Flammie A Pirinen on github pages
Splitting text files into pieces that contain neatly equal amounts of lines
using bash and standard linux tools is surprisingly not as easy as it might.
This is very common need when conducting scientific experiments with your text
properly: you need partitions of text for training, development, and testing,
and afterwards, validation. One would easily think that the tool split
is
already up to task:
$ man split
SPLIT(1) User Commands SPLIT(1)
NAME
split - split a file into pieces
SYNOPSIS
split [OPTION]... [INPUT [PREFIX]]
DESCRIPTION
Output fixed-size pieces of INPUT to PREFIXaa, PREFIXab, ...; default size is 1000 lines, and default PREFIX
is 'x'. With no INPUT, or when INPUT is -, read standard input.
Mandatory arguments to long options are mandatory for short options too.
[...]
-C, --line-bytes=SIZE
put at most SIZE bytes of lines per output file
-l, --lines=NUMBER
put NUMBER lines per output file
-n, --number=CHUNKS
generate CHUNKS output files; see explanation below
The SIZE argument is an integer and optional unit (example: 10K is 10*1024).
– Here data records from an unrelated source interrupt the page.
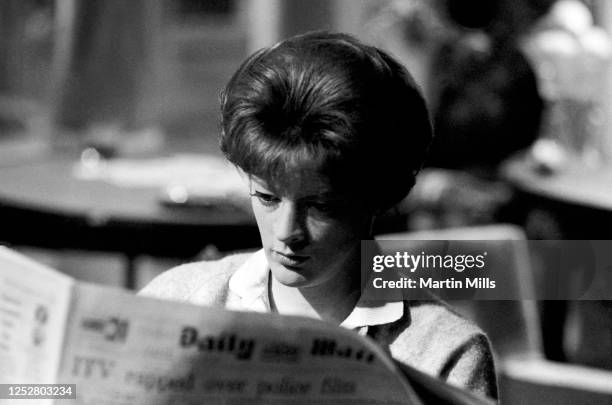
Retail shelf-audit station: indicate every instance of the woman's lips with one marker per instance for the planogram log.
(289, 260)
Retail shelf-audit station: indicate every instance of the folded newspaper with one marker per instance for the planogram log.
(114, 347)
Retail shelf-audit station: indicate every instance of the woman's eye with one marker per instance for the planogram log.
(325, 207)
(265, 199)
Units are K,M,G,T,P,E,Z,Y (pow‐
ers of 1024) or KB,MB,... (powers of 1000).
CHUNKS may be: N split into N files based on size of input K/N output Kth of N to stdout l/N
split into N files without splitting lines l/K/N output Kth of N to stdout without splitting lines r/N
like 'l' but use round robin distribution r/K/N likewise but only output Kth of N to stdout
Plenty of ways to get splits aligned at line boundaries, select line amounts or
specified number of parts per file, right? Here’s the first attempt to generate
10 parts, split at line boundaries: split -n l/10
. The slight problem with
this is that the files it produces are not evenly sized by line count; here’s
an example:
$ split -n l/10 europarl-v7.fi-en.en.text en
$ wc -l ena*
180863 enaa
183696 enab
180564 enac
181954 enad
183274 enae
184899 enaf
198800 enag
188146 enah
203041 enai
193871 enaj
1879108 yhteensä
Depending on what you do it’s not a problem. Imagine now you’re working on machine translation. What would happen if we split another aligned corpus with same parameters, will the files still match? Empirical testing says yes, but I am not sure this is guaranteed. And what if we just do want or trust in our evaluations that each file is 1/10th of the lines. So we’d want to calculate the 1/10th of the lines count. There are couple of ways of counting in shell, one of the traditional approaches is bc:
echo 1879108/10 | bc
187910
To integrate this into something real world, we just get wc -l from a redirected file (to avoid getting filename in output), and add /10 at the end of the line with e.g. sed. This is fed to -l parameter of split, like so:
split -l `wc -l < text | sed -e 's/$/\/10/'
Ok, since it doesn’t divide evenly you’ll have last modulo 10 lines in one stray file. This is, however, not as dangerous to your experimental results as uneven file lengths, mismatching lines, or whatever horrors may’ve happened in the way.
This writing was inspired by my work project abumatran, the scripts related are part of my autotools moses github project.